Какая-то старуха

Есть мнение, что в ХХ веке человечество совершило самые свои страшные злодеяния над людьми, попавшими в лакуны правового поля. Может так случиться, что некая масса людей по какой-то причине перестает быть полноценным объектом законов и регуляций. Они сами по себе и не плохи, и не хороши — но организм общества, однажды получив о них противоречивые директивы, перестает понимать, что с ними делать, и начинает воспринимать их как инородное тело — врага, паразита или добычу. Повинуясь безжалостным юнгианским волнам бессознательного, окружающие один за другим внезапно начинают понимать, что с этими людьми можно делать все что угодно. Мальчик кидает камень, женщина задирает юбку, мужчина бьет в морду — и все как с катушек слетают: можно все! Это действительно великое искушение, ему практически невозможно противостоять.
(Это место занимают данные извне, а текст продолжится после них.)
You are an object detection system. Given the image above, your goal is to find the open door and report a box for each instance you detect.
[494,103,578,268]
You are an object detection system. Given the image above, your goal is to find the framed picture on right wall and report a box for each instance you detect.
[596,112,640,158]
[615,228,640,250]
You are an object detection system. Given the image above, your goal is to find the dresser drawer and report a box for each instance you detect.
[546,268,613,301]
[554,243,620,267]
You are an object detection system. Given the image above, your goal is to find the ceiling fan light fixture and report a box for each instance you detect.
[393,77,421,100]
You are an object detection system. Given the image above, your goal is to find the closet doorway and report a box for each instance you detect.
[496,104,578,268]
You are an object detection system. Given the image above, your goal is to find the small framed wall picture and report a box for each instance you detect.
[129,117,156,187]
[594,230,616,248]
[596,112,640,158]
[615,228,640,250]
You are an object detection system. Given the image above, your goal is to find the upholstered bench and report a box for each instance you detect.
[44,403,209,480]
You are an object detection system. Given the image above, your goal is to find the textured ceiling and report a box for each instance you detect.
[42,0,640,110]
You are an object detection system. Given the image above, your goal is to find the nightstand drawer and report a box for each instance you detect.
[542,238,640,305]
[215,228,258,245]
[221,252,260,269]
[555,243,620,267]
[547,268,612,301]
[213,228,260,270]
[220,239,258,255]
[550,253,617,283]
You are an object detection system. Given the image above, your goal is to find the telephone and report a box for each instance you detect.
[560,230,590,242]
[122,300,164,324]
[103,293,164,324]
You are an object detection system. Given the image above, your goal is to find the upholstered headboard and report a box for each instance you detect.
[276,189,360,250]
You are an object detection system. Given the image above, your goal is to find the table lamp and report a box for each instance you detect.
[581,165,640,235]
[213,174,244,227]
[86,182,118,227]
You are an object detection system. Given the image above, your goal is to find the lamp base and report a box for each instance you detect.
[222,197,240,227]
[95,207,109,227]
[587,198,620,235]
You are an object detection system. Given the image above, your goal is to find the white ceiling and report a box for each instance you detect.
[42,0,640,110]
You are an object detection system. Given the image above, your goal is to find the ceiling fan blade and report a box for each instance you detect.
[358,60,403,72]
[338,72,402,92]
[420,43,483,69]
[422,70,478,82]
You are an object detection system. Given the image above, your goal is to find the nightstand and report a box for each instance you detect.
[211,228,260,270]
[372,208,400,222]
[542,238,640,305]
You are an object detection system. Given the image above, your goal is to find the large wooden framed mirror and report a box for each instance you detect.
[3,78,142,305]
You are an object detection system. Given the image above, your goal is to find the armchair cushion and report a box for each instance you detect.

Уже на этой неделе мы узнаем, как именно Долматова доставили в депортник, кто подписал ему отказ в пользовании телефоном, кто не дал связаться с родными и адвокатом, кто запретил переводить его в больницу. Все это тщательно документируется, и мы узнаем это на днях. Но мне не нужно знать их имена, чтобы представить себе этих ублюдков, сотрудников частного охранного агентства вроде Securitas, чувствующих себя чертовыми полковниками Курцами, королями тропиков. За прошедшие два года я побывал в депортационных тюрьмах дважды: первый раз в качестве нелегала, второй — в качестве преступника. Оба раза это была вопиющая ошибка властей, оба раза меня начинали оформлять на «ускоренную» депортацию, оба раза мне дико повезло.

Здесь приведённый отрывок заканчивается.